Als sogenannte Spitzenallergene gelten Kunststoffe, besonders Methylmetacrylat, sowie manche Compositematerialien. Durch mangelhafte Aushärtung kommt es hier zur Freisetzung von Molekülen, welche al-lergisierende Wirkung zeigen können.
Gold enthält Palladium, wobei Letzteres ein nicht zu unterschätzendes allergenes Potenzial besitzt. Die Al-lergie gegen Palladium, ebenso wie gegen Nickel, kann auch bereits vorher, etwa durch Ohrstecker, erworben sein. Besonders gefährdend sind Goldlegierungen mit zu geringem Edelmetallgehalt. Allergische Reaktionen gegen Amalgam sind sehr selten, sie machen nur etwa 0,01% der Fälle aus. Entscheidend ist hier die Testung auf anorganische Quecksilberverbindungen im Allergietest.
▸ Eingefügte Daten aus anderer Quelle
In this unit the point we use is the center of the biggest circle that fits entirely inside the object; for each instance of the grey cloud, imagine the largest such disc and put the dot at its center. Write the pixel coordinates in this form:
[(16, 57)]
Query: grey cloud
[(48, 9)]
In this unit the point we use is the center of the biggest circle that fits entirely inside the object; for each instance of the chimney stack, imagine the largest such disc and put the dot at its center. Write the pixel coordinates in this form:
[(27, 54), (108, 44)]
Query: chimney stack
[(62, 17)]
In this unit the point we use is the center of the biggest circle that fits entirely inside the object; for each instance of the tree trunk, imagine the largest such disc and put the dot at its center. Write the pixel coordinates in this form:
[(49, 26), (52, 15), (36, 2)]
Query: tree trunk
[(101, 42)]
Praktisch kaum Allergien findet man auf das in der Implantologie zum Einsatz kommende Titan.
Von lokal angewendeten Substanzen verdienen besonders Duftstoffe, ätherische Öle und Kolophoniumkomplexe Beachtung.
Die orale Schleimaut hat dank ihrer protektiven Eigenschaften eine sehr niedrige Hypersensibilisierungsrate, ist jedoch durch die Massenexposition zu möglichen Allergenen als anfällige Struktur zu werten.